A bad economy can be an issue that a Democrat presidential candidate can use to attract some otherwise GOP-leaning voters to his candidacy.  Blue-collar voters who may be socially conservative with a tendency to vote GOP may turn to a Democratic candidate when the GOP is the incumbent party and the economy is weak.  So to a Democratic presidential candidate, a weak economy can be a wedge issue to get some swing or GOP voters to come to his side.

As opposed to the past, a weak economy may not be an issue that cuts across party lines.  Even if, like this year or even four years ago, the economy is in an anemic recovery, the economy may not directly be as good an issue for a Republican to attract Democrat-leaning voters to the Republican’s candidacy.  A higher percentage of Democratic-leaning voters are less directly affected by the economy than Republican-leaning voters because Democratic-leaning voters are more likely government workers or out of the labor force and do not depend as directly on the state of the economy.

So while the economic wedge issue works for a Democratic presidential candidate when the GOP is the incumbent party and the economy is weak, it is less likely to work for a Republican presidential candidate when the Democrats are in.  A Republican presidential candidate might well hang a sign that says, “It’s the benefits, stupid!”

Mitt Romney four years ago might have been well served by such a sign.  It might have served to remind him to keep hammering hard on President Obama’s $700-billion cut in Medicare.  Democratic spin doctors like Howard Dean claimed that no one would believe that the Democrats cut Medicare by that huge amount after Romney mentioned that cut in a debate.  Had Romney stayed focused on that issue, he might have attracted some Democratic-leaning voters he could not reach with an appeal on the anemic recovery of the economy.
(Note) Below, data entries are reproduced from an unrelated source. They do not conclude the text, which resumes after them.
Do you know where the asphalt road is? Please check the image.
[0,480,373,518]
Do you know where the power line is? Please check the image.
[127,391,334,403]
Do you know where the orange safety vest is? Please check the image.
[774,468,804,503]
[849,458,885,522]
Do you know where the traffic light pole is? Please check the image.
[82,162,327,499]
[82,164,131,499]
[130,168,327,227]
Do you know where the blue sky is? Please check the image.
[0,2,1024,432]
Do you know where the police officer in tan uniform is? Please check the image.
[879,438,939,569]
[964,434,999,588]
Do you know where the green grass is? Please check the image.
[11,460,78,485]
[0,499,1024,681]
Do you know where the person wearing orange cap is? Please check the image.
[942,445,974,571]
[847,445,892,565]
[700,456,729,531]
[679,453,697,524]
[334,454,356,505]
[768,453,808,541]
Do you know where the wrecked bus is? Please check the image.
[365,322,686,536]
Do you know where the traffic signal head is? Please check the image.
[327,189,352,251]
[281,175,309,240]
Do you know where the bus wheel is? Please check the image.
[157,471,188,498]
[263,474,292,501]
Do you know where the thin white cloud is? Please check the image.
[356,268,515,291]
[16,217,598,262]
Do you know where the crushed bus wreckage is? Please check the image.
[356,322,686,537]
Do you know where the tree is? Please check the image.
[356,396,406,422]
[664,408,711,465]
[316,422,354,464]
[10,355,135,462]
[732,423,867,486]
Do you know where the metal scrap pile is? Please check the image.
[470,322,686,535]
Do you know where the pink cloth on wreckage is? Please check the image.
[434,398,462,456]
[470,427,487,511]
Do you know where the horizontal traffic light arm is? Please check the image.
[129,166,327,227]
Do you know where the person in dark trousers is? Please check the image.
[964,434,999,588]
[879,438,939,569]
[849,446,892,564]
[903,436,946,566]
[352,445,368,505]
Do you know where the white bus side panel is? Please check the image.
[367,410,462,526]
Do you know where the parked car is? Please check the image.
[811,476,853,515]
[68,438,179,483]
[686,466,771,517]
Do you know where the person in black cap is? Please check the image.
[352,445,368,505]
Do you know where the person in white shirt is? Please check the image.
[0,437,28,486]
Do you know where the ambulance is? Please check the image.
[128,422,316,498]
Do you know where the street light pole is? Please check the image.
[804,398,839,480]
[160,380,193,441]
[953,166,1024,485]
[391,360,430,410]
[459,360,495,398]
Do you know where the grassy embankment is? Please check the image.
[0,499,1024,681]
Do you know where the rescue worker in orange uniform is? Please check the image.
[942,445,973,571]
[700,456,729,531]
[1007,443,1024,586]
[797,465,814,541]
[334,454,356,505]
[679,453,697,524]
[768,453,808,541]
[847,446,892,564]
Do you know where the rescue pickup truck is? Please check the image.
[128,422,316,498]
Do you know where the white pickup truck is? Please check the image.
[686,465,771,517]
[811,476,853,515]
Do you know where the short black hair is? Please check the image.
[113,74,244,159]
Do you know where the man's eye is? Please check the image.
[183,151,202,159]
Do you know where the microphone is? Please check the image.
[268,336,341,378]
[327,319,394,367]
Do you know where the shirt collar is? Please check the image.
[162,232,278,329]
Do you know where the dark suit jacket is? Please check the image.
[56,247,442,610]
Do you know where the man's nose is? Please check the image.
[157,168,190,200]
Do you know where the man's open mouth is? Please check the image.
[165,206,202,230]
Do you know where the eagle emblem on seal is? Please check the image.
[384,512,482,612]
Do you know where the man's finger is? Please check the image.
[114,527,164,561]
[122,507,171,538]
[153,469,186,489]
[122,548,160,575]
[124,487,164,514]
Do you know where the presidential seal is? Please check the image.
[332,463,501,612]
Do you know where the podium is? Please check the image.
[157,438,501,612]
Donald Trump also might do well to post an “It’s the benefits, stupid!” sign.  As he seeks votes from black Americans and other Democratic-leaning voters, he might point out the Democratic record and ask those voters if they worry that their benefits might be on the line.  Certainly, the Trump campaign is appealing to Democratic-leaning blue-collar voters including black Americans by pointing out that the Democrats seemingly now are willing to favor even illegal Hispanics at the expense of blue-collar black Americans and other blue-collar voters.  This really is what the illegal immigration issue is all about.

A better economy also means the people of the country can do more for the disadvantaged.  Historically, Americans increase the help they give to those in need when the economy grows.  Too often, Republicans are associated only with trying to stop those not in need from exploiting the social safety net.

So "It’s the economy, stupid" is a reminder for Republican presidential candidates to stay focused on what is important to many Republican-leaning voters.  “It’s the benefits, stupid” can be a reminder for current and future Republican presidential candidates to remain on the offensive and try to attract voters away from the Democrats.